First, the trial court gave a contemporaneous curative instruction to the jury:
The Court instructs you at this time to erase from your memory any inference or reference that anyone in this case has confessed guilt. Guilt is something which the Government is required to prove beyond a reasonable doubt. You are, therefore, to enter the Jury room with the facts as you’ve heard them, the evidence as you have heard it, the Court’s instructions as I will give them to you. You’re entitled to listen to the arguments of counsel, but the presumption of innocence goes into that Jury room with you, and you have to understand that it’s the Government’s duty to prove these defendants guilty beyond a reasonable doubt of the crime charged. You are, therefore, to ignore and strike from your minds any statement or inference that anyone in this case has confessed guilt.

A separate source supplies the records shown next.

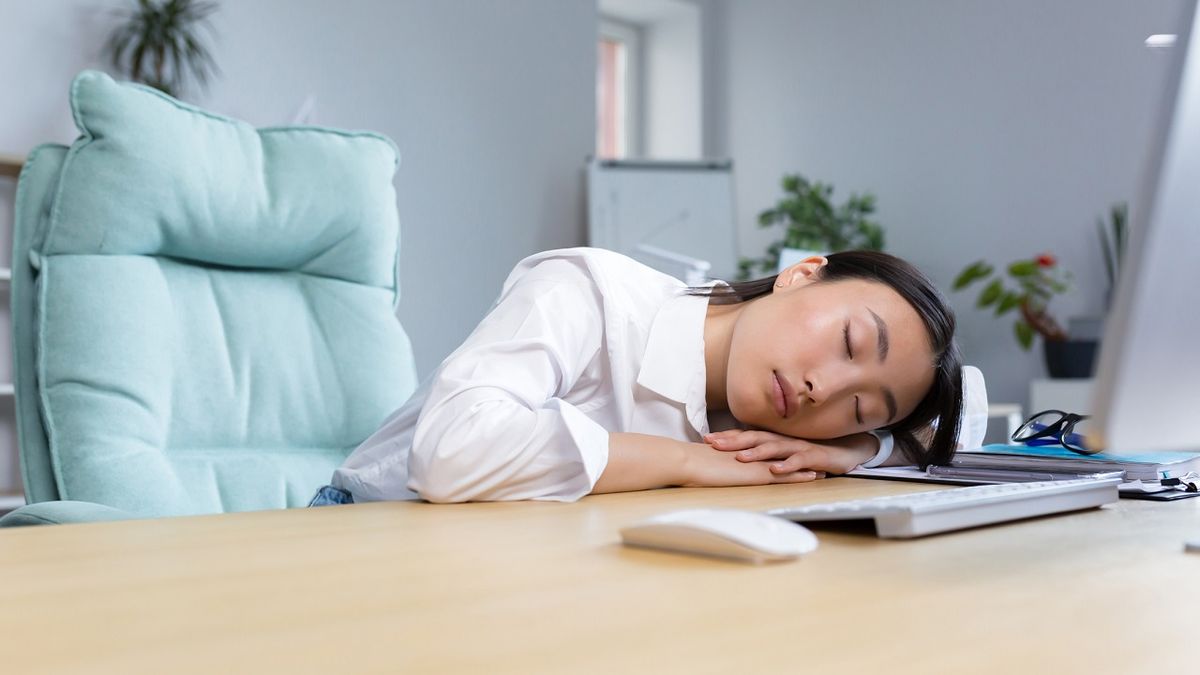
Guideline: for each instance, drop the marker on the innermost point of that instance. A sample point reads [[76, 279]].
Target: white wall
[[672, 85], [985, 129], [490, 101]]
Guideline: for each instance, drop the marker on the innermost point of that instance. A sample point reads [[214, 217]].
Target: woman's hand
[[787, 455], [708, 467]]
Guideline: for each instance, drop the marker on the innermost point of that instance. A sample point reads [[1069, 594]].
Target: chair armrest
[[63, 513]]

Transcript at 630. This instruction emphatically removed the possibility of prejudicial inference from the government’s remark, and, more importantly, it reinforced the appellants’ presumption of innocence. Any potential harm to appellants was simply not allowed to materialize.
Moreover, the government’s remark did not seriously misstate the law. The general rule of this Circuit is that a defendant cannot both plead entrapment and deny committing the acts on which the prosecu
tion is predicated.
U. S. v. Brooks,
611 F.2d 614, 618 (5th Cir. 1980). Of course, this is not an inflexible rule, and it is not equivalent to a confession of guilt. But the government’s remark was a reasonable, if simple, statement of the general rule. And the trial court’s accurate jury instruction on entrapment, Transcript at 652-53, presented the jury with the full law of entrapment, thus ensuring that the government’s remark did not create any misunderstanding. The trial court, therefore, did not commit reversible error by refusing to grant a mistrial.
IV.
Finally, appellants challenge the sufficiency of the evidence to support their convictions. We reject this claim.

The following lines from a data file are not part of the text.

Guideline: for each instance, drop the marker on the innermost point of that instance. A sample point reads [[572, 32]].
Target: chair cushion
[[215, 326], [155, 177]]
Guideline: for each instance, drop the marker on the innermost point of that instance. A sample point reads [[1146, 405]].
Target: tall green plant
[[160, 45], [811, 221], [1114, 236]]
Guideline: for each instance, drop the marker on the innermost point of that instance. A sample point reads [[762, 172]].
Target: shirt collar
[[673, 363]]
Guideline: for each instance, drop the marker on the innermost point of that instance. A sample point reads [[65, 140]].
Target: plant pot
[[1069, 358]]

The facts adduced at trial show beyond doubt that on several occasions appellants attempted to gain immediate possession of firearms that were not registered. At the October 31 meeting in New York City, both appellants sought to obtain the two machineguns brought by ATF undercover agent W. Lloyd Grafton as display weapons. Transcript at 64-66, 81, 143. In a November 2 telephone conversation, codefendant Colton advised agent Grafton that appellant Sedigh wanted to get five weapons from Grafton at that time or when they met again. Transcript at 106. At the November 8 meeting in Fat City, appellant Sedigh offered to purchase several firearms with silencers. Transcript at 150 — 52. And at the November 28 meeting in Falls Church, both appellants attempted to obtain the display long rifle with its silencer. Transcript at 123-24. None of these firearms were registered. This evidence, viewed in a light most favorable to the government, leaves no reasonable doubt that appellants conspired to receive or possess unregistered firearms in violation of 26 U.S.C. §§ 5812(b) and 5861(b).
For the foregoing reasons, the district court decision is affirmed.